Dot Wordsworth

The | 26 October 2017

One of my favourite words — but when should it be italicised?

issue 28 October 2017

Veronica, who looks at Twitter, told me of an exchange she thought would interest me, about the use of the. She was right. The is one of my favourite words.

The exchange concerned Sam Leith’s splendid new book, Write to the Point: How to be Clear, Correct and Persuasive on the Page. He begins one chapter thus: ‘In his The Nigger of the Narcissus (1897), Joseph Conrad…’. Should he have written that yoking of ‘his The’?

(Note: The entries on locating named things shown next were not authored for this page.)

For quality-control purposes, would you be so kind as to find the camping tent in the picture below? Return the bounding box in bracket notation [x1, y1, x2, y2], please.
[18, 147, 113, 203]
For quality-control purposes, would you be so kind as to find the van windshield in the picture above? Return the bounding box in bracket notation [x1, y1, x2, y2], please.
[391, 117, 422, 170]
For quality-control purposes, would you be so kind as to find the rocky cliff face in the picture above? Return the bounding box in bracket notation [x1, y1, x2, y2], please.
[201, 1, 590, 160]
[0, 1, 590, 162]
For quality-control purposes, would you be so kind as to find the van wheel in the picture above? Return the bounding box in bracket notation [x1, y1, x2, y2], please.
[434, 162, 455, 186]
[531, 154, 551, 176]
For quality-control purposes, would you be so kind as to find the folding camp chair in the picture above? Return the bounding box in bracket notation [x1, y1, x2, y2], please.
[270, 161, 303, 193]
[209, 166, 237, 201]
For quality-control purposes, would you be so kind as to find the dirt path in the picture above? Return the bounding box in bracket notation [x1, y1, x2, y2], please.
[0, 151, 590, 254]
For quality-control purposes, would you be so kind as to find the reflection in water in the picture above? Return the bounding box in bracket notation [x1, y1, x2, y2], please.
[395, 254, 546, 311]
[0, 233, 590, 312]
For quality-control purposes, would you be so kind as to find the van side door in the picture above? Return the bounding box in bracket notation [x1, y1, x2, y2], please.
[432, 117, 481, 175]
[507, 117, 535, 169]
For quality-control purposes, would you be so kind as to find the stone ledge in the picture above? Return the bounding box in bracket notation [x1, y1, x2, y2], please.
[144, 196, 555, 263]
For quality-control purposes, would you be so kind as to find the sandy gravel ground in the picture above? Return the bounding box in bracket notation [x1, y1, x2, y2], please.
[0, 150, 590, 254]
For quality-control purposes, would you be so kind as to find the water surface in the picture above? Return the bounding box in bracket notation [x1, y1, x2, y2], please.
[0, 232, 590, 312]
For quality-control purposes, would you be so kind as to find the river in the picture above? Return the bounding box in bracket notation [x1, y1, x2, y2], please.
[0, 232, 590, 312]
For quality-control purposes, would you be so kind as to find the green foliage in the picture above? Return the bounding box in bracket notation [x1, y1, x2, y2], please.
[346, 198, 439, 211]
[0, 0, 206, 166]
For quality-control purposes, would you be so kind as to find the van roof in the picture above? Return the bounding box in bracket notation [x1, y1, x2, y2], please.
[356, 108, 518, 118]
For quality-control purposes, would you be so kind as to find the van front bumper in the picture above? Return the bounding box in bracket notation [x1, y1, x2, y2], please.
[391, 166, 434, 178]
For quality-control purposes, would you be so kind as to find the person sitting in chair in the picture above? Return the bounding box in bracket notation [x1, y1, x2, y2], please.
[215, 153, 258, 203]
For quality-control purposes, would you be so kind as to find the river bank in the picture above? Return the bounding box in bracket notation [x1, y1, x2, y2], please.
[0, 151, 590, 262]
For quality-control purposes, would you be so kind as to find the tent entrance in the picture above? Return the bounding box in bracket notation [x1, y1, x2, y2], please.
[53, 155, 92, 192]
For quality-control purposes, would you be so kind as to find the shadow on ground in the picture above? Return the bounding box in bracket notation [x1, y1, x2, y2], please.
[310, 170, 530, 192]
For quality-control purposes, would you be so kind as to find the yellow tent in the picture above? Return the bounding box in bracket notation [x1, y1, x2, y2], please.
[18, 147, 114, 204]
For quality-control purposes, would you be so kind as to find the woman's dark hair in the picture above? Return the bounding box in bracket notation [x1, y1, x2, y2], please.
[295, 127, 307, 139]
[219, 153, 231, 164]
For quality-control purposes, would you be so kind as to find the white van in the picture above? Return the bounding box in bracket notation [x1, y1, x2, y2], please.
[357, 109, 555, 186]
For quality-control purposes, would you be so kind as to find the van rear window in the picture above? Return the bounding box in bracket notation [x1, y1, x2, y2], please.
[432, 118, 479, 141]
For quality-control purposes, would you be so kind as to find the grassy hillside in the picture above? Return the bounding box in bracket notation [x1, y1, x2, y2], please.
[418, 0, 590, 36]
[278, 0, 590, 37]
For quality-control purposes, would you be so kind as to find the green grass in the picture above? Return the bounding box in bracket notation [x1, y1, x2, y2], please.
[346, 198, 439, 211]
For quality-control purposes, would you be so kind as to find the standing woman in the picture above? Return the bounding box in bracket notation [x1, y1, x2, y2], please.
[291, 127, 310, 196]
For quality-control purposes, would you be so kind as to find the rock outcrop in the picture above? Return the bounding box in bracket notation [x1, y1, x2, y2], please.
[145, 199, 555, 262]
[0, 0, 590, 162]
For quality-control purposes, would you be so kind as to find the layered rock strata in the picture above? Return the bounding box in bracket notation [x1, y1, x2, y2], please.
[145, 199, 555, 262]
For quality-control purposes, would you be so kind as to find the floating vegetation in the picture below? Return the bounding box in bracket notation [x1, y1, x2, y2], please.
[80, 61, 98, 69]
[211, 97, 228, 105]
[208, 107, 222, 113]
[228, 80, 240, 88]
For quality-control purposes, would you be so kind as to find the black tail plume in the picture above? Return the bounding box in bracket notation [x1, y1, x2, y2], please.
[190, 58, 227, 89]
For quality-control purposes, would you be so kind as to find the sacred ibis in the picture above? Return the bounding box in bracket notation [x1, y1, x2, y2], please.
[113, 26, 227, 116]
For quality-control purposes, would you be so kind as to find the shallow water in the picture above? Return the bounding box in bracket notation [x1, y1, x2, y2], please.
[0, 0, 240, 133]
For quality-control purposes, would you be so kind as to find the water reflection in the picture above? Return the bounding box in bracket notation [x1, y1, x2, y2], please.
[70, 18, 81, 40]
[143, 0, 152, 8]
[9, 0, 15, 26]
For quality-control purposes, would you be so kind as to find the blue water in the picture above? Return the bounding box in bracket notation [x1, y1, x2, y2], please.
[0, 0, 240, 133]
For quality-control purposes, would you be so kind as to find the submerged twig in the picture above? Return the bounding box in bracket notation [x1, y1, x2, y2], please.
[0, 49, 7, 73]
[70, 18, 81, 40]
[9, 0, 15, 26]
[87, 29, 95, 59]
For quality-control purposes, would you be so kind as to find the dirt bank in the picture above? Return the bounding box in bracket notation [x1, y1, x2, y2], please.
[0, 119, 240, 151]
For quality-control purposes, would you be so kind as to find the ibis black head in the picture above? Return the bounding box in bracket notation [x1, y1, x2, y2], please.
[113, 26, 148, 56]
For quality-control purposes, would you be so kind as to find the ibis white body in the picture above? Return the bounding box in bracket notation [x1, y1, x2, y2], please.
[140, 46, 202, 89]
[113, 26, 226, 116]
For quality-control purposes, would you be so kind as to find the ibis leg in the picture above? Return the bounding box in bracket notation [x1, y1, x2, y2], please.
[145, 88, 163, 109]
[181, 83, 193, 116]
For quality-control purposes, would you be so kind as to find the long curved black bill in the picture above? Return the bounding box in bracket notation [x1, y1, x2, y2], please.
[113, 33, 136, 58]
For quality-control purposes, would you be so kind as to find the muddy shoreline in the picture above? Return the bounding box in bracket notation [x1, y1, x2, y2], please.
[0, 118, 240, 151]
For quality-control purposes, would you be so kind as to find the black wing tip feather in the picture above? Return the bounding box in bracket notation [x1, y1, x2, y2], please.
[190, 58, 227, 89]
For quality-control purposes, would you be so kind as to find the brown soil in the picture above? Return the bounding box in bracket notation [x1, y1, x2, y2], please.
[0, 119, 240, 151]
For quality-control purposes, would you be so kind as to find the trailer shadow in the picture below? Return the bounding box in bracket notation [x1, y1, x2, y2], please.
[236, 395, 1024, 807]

A friend of Veronica’s recommended Kingsley Amis on the subject. In (his) The King’s English, Amis is characteristically forthright. ‘Kafka’s The Castle,’ he writes, ‘is the sort of thing that people never say but make no bones about writing.’ He rooted out from his memory a legendary attempt by The Times always to have the definite article cleaving to its name. It failed at jumps such as ‘the The Times crossword’.

There is a delightful complication with The Nigger of the Narcissus because the Narcissus is the name of a ship. Most of us feel drawn to italicise the names of ships. On the cover of the first edition of the short novel, the title was blocked in gold leaf as The Nigger of the ‘Narcissus’, with no italics, for reasons of display. In the so-called New Oxford Style Manual (which puts Hart’s Rules and Odwe between the same covers), the advice is not to put back into roman type a title within an italic title. It favours The Voyage of the Meteor, while acknowledging that some publishers put italics within italics into quotation marks.

Amis remarks that it looked until recently as if you could write of Burgess’s Clockwork Orange and Kafka’s Castle, but ‘indexers unnecessarily and pissily put a stop to that’ by throwing A and The and so on back in front of the main body of the title. As the New Oxford Style Manual tacitly implies, it is possible to contrive constructions that look or sound messy. ‘Have you read Westward Ho!?’ may be correct, but ‘Why did you exclaim ‘Don’t give me Westward Ho!!’?’ is getting silly.

By the way, I see no reason why we should not discuss The Nigger of the Narcissus by name. It is a humane and wonderfully written book.